D’une façon générale, les atteintes myocardiques de l’éthylisme chronique se traduisent par une altération de la contractilité [13], qui semble indifférente à une réaction sympathique périphérique : l’hypersécrétion réactionnelle de catécholamines n’a que peu d’effets sur l’inotropisme et serait même responsable de troubles du rythme, expliquant peut-être certaines morts subites de l’éthylique [44, 65].

La vasoconstriction induite vient augmenter la postcharge d’un myocarde défaillant.

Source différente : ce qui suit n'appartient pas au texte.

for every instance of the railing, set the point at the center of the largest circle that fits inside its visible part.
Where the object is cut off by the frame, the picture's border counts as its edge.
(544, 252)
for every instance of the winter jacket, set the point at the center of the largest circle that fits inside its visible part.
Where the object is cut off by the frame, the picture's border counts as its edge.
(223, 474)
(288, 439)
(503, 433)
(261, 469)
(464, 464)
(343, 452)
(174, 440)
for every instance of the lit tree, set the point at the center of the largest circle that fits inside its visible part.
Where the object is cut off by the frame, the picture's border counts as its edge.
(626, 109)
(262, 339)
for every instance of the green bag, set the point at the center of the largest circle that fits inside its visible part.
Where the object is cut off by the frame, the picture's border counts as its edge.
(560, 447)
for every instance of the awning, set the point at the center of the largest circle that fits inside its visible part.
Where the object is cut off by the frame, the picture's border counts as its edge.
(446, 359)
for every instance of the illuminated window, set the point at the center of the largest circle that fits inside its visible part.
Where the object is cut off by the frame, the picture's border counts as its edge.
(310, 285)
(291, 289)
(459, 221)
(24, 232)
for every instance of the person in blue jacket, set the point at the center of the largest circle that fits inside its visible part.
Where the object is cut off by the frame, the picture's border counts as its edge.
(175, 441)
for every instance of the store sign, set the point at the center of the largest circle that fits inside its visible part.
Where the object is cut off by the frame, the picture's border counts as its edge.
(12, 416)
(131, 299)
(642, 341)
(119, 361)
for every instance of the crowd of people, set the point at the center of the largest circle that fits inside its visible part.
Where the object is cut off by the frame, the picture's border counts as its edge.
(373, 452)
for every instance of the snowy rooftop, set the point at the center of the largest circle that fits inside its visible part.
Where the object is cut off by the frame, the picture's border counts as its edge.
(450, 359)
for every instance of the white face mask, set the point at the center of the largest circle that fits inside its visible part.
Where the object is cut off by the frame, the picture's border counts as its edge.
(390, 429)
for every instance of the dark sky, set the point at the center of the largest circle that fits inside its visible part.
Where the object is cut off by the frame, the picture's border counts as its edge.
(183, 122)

De même, les éthyliques chroniques présentent une inadaptation circulatoire relative au cours des chocshémorragiques, avec diminution du débit cardiaque (par altération de la contractilité), augmentation de la pression artérielle moyenne et de la consommation en oxygène du myocarde [42]. À ces troubles chroniques peuvent se rajouter les dysfonctions cardiovasculaires de l’éthylisme aigu. Enfin, l’hypertension artérielle est retrouvée chez environ 10 % des éthyliques chroniques non cirrhotiques [51].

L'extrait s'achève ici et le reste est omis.